Do Movimento de Solidariedade Ibero-americana.
De saída da presidência do todo poderoso Conselho de Relações Exteriores (Council on Foreign Relations – CFR) de Nova York, cargo que ocupou por 20 anos, Richard Haass não faz rodeios para qualificar a atual situação dos EUA. Para ele, pela primeira vez, as ameaças internas superam as externas e os EUA se converteram no maior perigo à segurança mundial, como disse ao jornalista Peter Baker do New York Times, em entrevista publicada em 1º. de julho.
Segundo Haass, a hegemonia dos EUA chegou ao fim e o país é hoje a maior fonte de instabilidade global: “(O maior perigo) somos nós. A nossa situação política doméstica é não só algo que outros não querem imitar, mas eu também penso que ela introduziu um grau de imprevisibilidade e uma falta de confiabilidade que é realmente venenosa. Para a capacidade dos EUA de funcionar com sucesso no mundo, quero dizer, isso dificulta bastante que os nossos amigos dependam de nós.”
Ele afirma que a democracia estadunidense precisa ser remodelada e, agora, “tornou-se uma preocupação de segurança nacional”.

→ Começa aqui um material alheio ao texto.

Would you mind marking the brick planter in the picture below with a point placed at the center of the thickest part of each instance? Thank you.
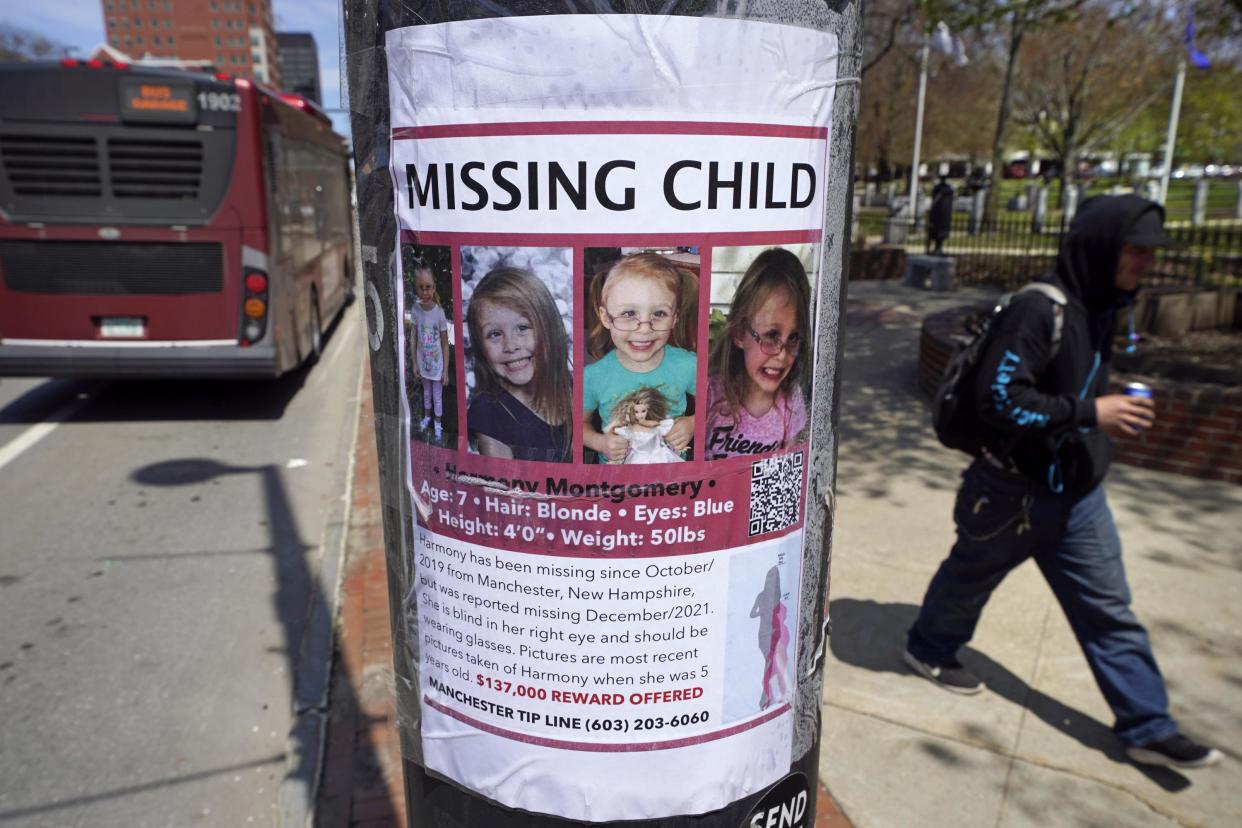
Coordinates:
(1199, 425)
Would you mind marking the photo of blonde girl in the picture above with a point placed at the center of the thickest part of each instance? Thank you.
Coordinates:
(521, 406)
(426, 272)
(518, 351)
(640, 417)
(642, 335)
(759, 360)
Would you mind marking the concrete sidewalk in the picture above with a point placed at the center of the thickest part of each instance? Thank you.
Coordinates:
(1036, 747)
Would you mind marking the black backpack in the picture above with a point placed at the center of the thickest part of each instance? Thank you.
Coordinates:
(953, 405)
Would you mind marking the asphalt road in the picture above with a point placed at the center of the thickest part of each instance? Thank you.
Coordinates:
(162, 549)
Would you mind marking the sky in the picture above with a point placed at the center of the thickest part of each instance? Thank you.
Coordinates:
(78, 24)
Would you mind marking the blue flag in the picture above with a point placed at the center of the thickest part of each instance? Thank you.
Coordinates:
(1196, 56)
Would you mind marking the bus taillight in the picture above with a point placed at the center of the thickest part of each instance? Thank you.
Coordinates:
(253, 307)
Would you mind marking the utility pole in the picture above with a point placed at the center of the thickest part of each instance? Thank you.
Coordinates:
(1174, 113)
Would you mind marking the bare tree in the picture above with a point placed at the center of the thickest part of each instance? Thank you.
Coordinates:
(1081, 82)
(1016, 19)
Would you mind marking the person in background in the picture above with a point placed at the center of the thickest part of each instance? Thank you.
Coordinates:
(939, 216)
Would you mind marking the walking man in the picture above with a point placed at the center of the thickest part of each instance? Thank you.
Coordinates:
(1036, 492)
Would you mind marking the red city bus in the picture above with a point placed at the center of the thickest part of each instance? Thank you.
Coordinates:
(159, 222)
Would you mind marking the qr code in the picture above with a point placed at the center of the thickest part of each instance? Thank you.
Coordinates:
(775, 493)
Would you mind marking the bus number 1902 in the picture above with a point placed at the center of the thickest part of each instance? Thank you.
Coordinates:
(220, 101)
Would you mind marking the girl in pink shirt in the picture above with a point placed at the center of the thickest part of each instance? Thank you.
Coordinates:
(759, 361)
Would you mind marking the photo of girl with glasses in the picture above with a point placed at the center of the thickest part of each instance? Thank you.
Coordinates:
(643, 337)
(521, 406)
(759, 360)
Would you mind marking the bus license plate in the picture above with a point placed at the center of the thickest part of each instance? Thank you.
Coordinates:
(122, 327)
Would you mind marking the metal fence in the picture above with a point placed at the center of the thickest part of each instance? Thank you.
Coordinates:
(1009, 251)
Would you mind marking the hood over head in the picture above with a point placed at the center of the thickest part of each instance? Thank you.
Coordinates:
(1087, 262)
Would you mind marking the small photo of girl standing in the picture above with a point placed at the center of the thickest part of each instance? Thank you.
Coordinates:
(641, 335)
(759, 361)
(519, 366)
(429, 292)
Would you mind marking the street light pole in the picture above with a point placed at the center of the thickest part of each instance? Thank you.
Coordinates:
(1173, 129)
(918, 133)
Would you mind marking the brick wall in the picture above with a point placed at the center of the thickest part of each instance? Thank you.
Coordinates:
(1197, 430)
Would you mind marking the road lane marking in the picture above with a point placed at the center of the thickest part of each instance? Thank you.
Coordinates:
(15, 447)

Em um artigo escrito para o Project Syndicate, publicado em 16 de junho, Haass admitiu: “(…) A capacidade dos EUA de mobilizar o mundo está muito diminuída, em medida nada desprezível, porque o respeito pelos EUA está muito diminuído, como resultado das suas divisões internas e da disseminada oposição global às intervenções estadunidenses no Iraque, em 2003, e na Líbia, em 2011. O governo do presidente Joe Biden não ajudou, com a insistência em enquadrar a guerra [na Ucrânia] como sendo uma entre a democracia e o autoritarismo. (…)”
E observou: “Os EUA permanecem sendo os primeiros entre iguais (ou desiguais, para ser mais preciso), mas isto não deve ser confundido com qualquer coisa que lembre hegemonia. As vantagens desfrutadas pelos EUA em 1990 desapareceram, enquanto outros atingiram um poder maior.”
Desde a sua criação, em 1921, o CFR de Nova York tem sido o principal centro de discussões e formação de consensos sobre política externa nos EUA, que, quase invariavelmente, acabam se traduzindo em diretrizes políticas para os governos de Washington. Criado em paralelo com o Instituto Real para Assuntos Internacionais (RIIA) britânico, mais conhecido como Chatham House, na sequência de deliberações entabuladas pelos establishments dos dois lados do Atlântico após o fim da I Guerra
Mundial, em sua existência centenária, o CFR tem sido o próprio símbolo do poderio econômico e militar que fundamentou a postura hegemônica dos EUA após a II Guerra Mundial. Assim, é de grande simbolismo o fato de que o seu presidente mais longevo encerre a sua trajetória com uma advertência com essa gravidade, que soa como um canto do cisne da hegemonia estadunidense, que já se pode perceber à distância. Ademais, sugerem uma fissura exposta na relação especial anglo-americana inaugurada há um século como embrião de um “governo mundial” baseado na soberba “excepcionalista” das potências transatlânticas.